Roberts’ and Ocampo’s work couldn’t be any more different, but for this show, the odd coupling works perfectly. Roberts’ pristine paper cuts are a visual respite to the boldness of Ocampo’s colorful paintings.
Ocampo’s body of work is based on the deck of tarot cards itself.
“I think the fortune-telling aspect of it is the entry or the tip, meaning that the tarot, with all its symbolism, is what attracts people,” muses Roberts. “When they start looking at it like, what does that mean, why does that object have power, etc., it becomes more of a self-awareness.”
“I don’t believe in the magic, hocus-pocus of it,” says Ocampo.”Like Peter said, it’s a self-guide. When you have a problem and you’re trying to think of a solution, you don’t, really. You just sit there in anxiety and you’re going to make a flash decision. The tarot really stops your mind. It carries your mind down a different path.”
- Queen of Cups painting by Lisa Ocampo.
Roberts based his work on the twelve Jungian personality archetypes.
“That was the framework of that idea, which of course are based on the twelve astrological symbols, which are based on the Greek Pantheon and those distinct personality types,” explains Roberts. “Each piece is a personality type, and then the individual symbols are the aspects or driver of that.
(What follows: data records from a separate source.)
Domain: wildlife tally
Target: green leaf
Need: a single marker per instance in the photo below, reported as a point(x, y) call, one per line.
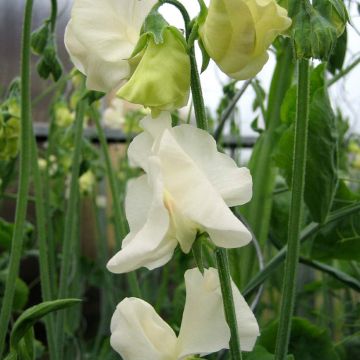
point(205, 56)
point(21, 295)
point(340, 240)
point(155, 25)
point(307, 341)
point(260, 353)
point(30, 316)
point(337, 58)
point(39, 38)
point(322, 158)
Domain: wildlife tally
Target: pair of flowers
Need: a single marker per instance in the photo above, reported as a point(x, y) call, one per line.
point(188, 186)
point(187, 189)
point(123, 45)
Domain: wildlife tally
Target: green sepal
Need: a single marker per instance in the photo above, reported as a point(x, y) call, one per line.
point(39, 38)
point(155, 25)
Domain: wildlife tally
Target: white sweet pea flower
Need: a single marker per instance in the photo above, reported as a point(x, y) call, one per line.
point(101, 36)
point(114, 117)
point(188, 188)
point(138, 332)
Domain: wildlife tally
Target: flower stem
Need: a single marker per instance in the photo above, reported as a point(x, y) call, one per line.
point(296, 210)
point(120, 229)
point(25, 159)
point(221, 255)
point(43, 248)
point(229, 308)
point(69, 240)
I also give a noncommittal poem with each symbol.”
That means that Roberts wrote 288 poems for this show—an impressive feat.
While Roberts and Ocampo don’t use the same fortune-telling method, the similarities between their tropes are fascinating.
“The idea of the Explorer, for example, crosses all cultures,” says Roberts. “It’s kind of commonality across culture. For instance, Halloween is a very similar holiday across different countries; they all have their own celebration. I think it’s really interesting that, even though the religions are so completely different, those traditions are remarkably the same.”
Ultimately, Roberts and Ocampo are excited to see how people react to each work.
“I think the magic of tarot is that it carries you to an inner journey,” says Ocampo. “It is kind of magical. You’re like, ‘I didn’t know all that was in me. That is a magic moment when that clicks.”
“I think it’ll be interesting to see the way the audience reacts to it,” says Roberts.
“I’m hoping that people come in and are like, ‘Oh!’” Ocampo adds. “It’s been so helpful to me. This year has been amazing because I’ve had to delve into learning it. I’m by no means a professional, but it’s just been this personal thing of learning things I didn’t know about myself.”